PySarf

Python-native Arabic morphology engine powered by NumPy.

PySarf performs root extraction, morphological pattern identification, segmentation, and stemming for Arabic text. It uses a rule-based hypothesis-and-rank algorithm with vectorized NumPy batch processing -- no ML models, no Java dependencies, no subprocess calls.

Features

Root extraction -- derive the trilateral/quadrilateral root from any Arabic word
Pattern identification -- identify the morphological pattern (wazn/وزن) of a word
Segmentation -- split words into prefixes + stem + suffixes
Stemming -- fast greedy affix removal
Batch processing -- vectorized NumPy pipeline for processing word lists
Gulf dialect -- built-in support for Gulf Arabic normalization and lexical mappings
Pure Python -- pip install and go. Single dependency: NumPy

Installation

pip install pysarf

For development:

git clone https://github.com/Rashidbm/pysarf.git
cd pysarf
pip install -e ".[dev]"

Quick Start

from pysarf import PySarf

sarf = PySarf()

# Full morphological analysis
result = sarf.analyze("المكتبات")
print(result.root)        # كتب
print(result.pattern)     # مفعل
print(result.stem)        # مكتب
print(result.prefixes)    # ('ال',)
print(result.suffixes)    # ('ات',)
print(result.score)       # 0.85 (confidence 0.0-1.0)

API Reference

Initialization

from pysarf import PySarf

# Standard MSA analyzer
sarf = PySarf()

# Gulf dialect analyzer
sarf_gulf = PySarf(dialect="gulf")

# Custom data directory
sarf_custom = PySarf(data_dir="/path/to/data")

Parameters:

dialect -- "msa" (default) for Modern Standard Arabic, "gulf" for Gulf Arabic
data_dir -- optional path to custom data files (defaults to bundled data)

Single-Word API

`analyze(word) -> AnalysisResult`

Full morphological analysis: root extraction, pattern matching, and segmentation.
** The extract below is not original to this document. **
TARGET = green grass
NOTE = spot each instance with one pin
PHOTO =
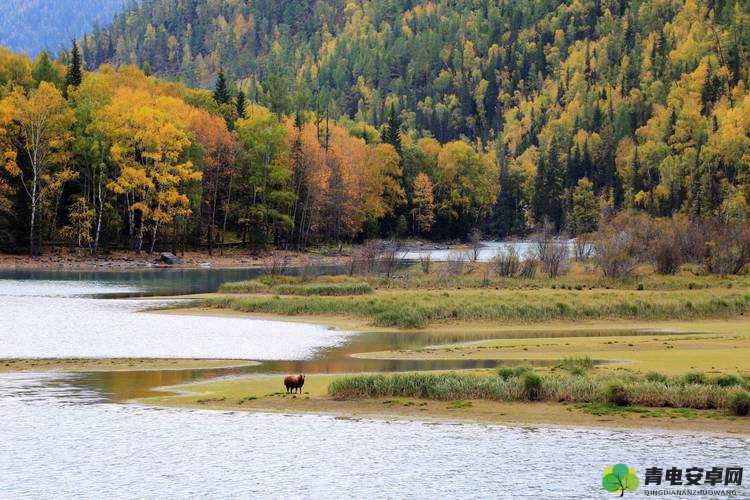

result = sarf.analyze("يكتبون")
result.root          # "كتب"
result.root_letters  # ("ك", "ت", "ب")
result.pattern       # "يفعلون" (Arabic pattern)
result.pattern_name  # "yaFCaLuun" (transliterated)
result.stem          # "كتب"
result.prefixes      # ("ي",)
result.suffixes      # ("ون",)
result.score         # 0.8 (confidence 0.0-1.0)
result.is_oov_guess  # False

`extract_root(word) -> str | None`

Extract just the root. Returns None if unknown.

sarf.extract_root("استخراج")  # "خرج"
sarf.extract_root("مكتبة")    # "كتب"
sarf.extract_root("hello")    # None

`stem(word) -> str`

Fast greedy stemming (affix removal only, no root validation).
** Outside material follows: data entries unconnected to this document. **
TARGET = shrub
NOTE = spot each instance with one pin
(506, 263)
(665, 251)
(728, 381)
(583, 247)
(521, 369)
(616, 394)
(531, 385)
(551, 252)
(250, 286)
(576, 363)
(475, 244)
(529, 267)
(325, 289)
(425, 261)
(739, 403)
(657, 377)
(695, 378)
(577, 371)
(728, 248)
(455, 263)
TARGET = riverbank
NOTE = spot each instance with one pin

sarf.stem("وسيكتبون")  # "كتب"
sarf.stem("المدرسة")   # "مدرس"

`segment(word) -> SegmentResult`

Segment a word into its morphological components.
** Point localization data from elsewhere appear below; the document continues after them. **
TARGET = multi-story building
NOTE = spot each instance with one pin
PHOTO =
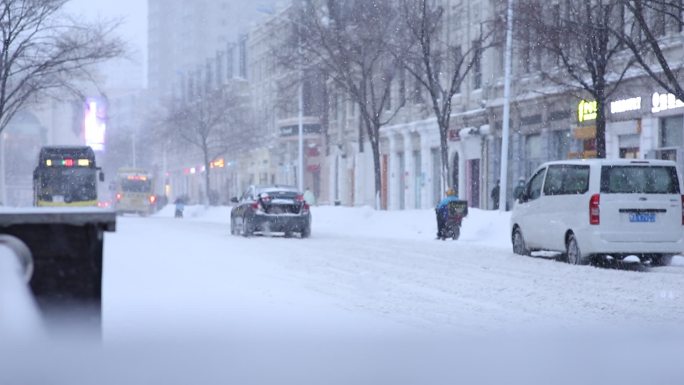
(183, 37)
(545, 124)
(275, 88)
seg = sarf.segment("وبالمدرسة")
seg.prefix_segments  # ("و", "ب", "ال")
seg.stem             # "مدرس"
seg.suffix_segments  # ("ة",)
seg.segments         # ("و", "ب", "ال", "مدرس", "ة")

`identify_pattern(word) -> str | None`

Identify the morphological pattern (wazn) of a word.

sarf.identify_pattern("كاتب")   # "فاعل"
sarf.identify_pattern("مكتوب")  # "مفعول"

Batch API

All batch methods accept a list[str] and use vectorized NumPy processing for lists of 10+ words.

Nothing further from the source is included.